Robo Machine began in 1983 as Bandai's port of Machine Robo to the UK and Europe. Paralleling the release of Machine Men in the US and Australia, Bandai sought to be on the leading edge of the coming transformable robot toy wave. Like its parent series Machine Robo and the ill-fated US Machine Men series, Robo Machine initially designated each figure by its alternate mode. The figures were sold on blister cards and given ID numbers beginning with "RM-", often paralleling the corresponding Japanese "MR-" nubmers. Once Deluxe Machine Robo and Scalerobo figures became available, Robo Machine incorporated them as DX Robo Machines, again using the vehicle form name with the word "Robot". By this point, the US had already switched to Tonka's GoBots, with new character names and flashy art. Robo Machine was slow to follow, but eventually followed by rebranding itself as Robo Machine: GoBots.
After the rebranding, Robo Machine switched to using the Tonka character names, but still occasionally provided its own unique name for figures. Earlier toys were re-released in 1985 now bearing their GoBots names.

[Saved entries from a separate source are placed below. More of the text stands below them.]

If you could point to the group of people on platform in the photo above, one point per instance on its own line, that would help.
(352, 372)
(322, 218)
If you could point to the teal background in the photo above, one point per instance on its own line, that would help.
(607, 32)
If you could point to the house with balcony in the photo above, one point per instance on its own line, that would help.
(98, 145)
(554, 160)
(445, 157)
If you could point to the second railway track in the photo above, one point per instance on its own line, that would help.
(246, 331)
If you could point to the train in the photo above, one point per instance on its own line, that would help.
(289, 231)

The figures themselves looked like a hybrid of the US and Japanese lines, incorporating the additional user-applied stickers of Machine Robo, sometimes overtop of Tonka-exclusive decoes. The DX Robo Machines, initially using the Japanese decoes, evolved into Super GoBots, picking up mostly US offerings, but with an increasing number of unique variants. Like GoBots, the series expanded with a collection of other figures, as always borrowing both from Bandai Japanese-exclusive designs like the Combinators and Tonka domestic designs like Zod and the Command Center.

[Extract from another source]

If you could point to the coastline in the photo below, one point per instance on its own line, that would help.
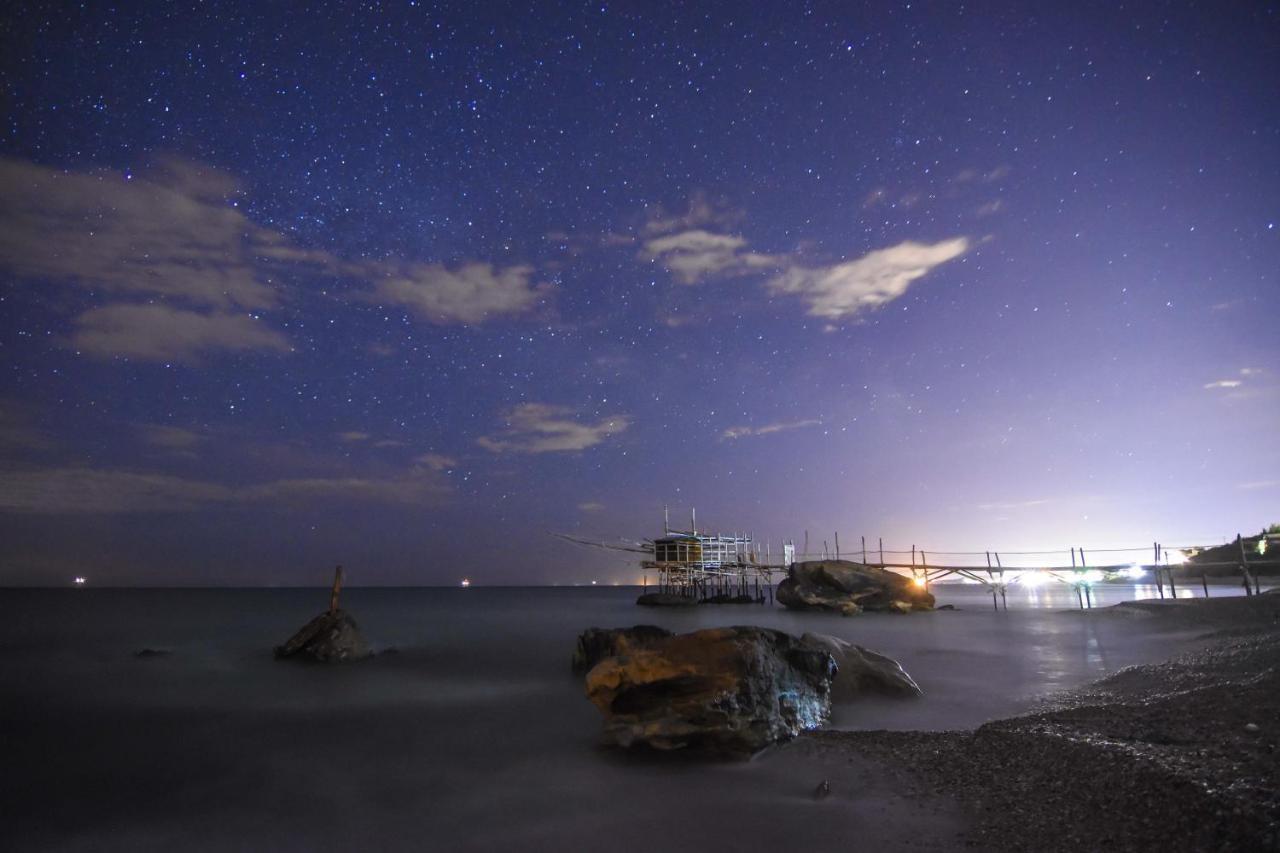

By 1986, Hasbro's Transformers had asserted its dominance globally, spelling the end of GoBots in the US and forcing Machine Robo to undergo a rebrand as an anime toyline corresponding to the Revenge of Cronos series. Despite subsisting into 1987 on a few remnant designs, Robo Machine could not stand on its own as Transformers had an ever-increasing presence in Europe. The European line would see a brief rebirth in 1993 as Robo Machines (note the plural) with some slightly modified re-releases and a small segment of Machine Robo's Change and Glow lineup.